Let $A$ and $B$ be $\lambda$-terms. Given the application $(AB)$ is there a way to get back $A$? Is there a way to get back $B$?
It's not as simple as $(\lambda xy.x)(AB) \rightarrow_\beta \lambda y.(AB)$ because that's not equal to $((\lambda xy.x)A)B = A$. Similarly for $(\lambda xy.y)(AB) \not \rightarrow_\beta ((\lambda xy.x)A)B$.
Alternatively,
Is there a function $f$ such that:
$$f(AB) = (fA)B$$
Or are there functions $f$ and $g$ such that:
$$f(AB) = (gA)B$$
I'm trying to undo an application $AB$ to get back the constituent parts, $A$ and $B$, separately. I read that for Church numbers $\bar b$ and $\bar e$, the application $\bar e \bar b$ is the Church number $\overline{b^e}$, so in some sense an application is like exponentiation whose "inverse" is to take the logarithm - it's not really an inverse though and you have to know $b$ to get back $e$ as $log_b(b^e) = e$. I don't know if this is relevant though.

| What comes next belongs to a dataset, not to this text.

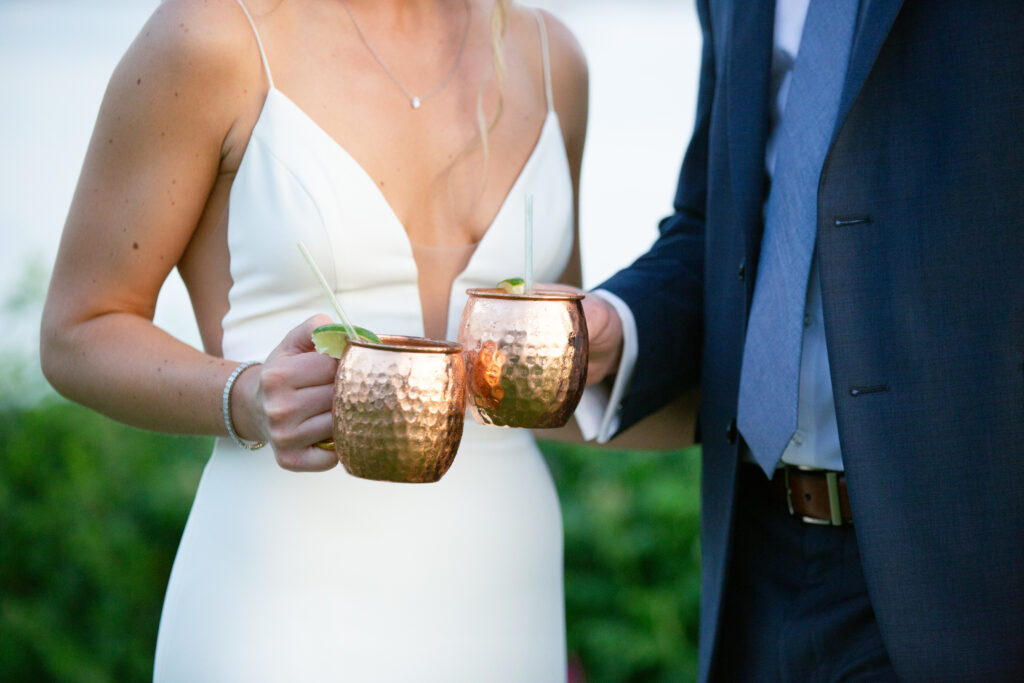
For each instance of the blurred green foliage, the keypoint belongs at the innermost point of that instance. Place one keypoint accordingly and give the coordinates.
(90, 516)
(632, 560)
(91, 513)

There is no way to get $B$ back - consider the term $A = \lambda y . \lambda x . x$. Then $AB = \lambda x . x$ for all $B$.
There is no way to get $A$ back either. Let $B = \lambda x . x$, $A_1 = \lambda y . \lambda x . x$, and $A_2 = \lambda x . x$. Then $A_1 B = A_2 B$ but $A_1 \neq A_2$.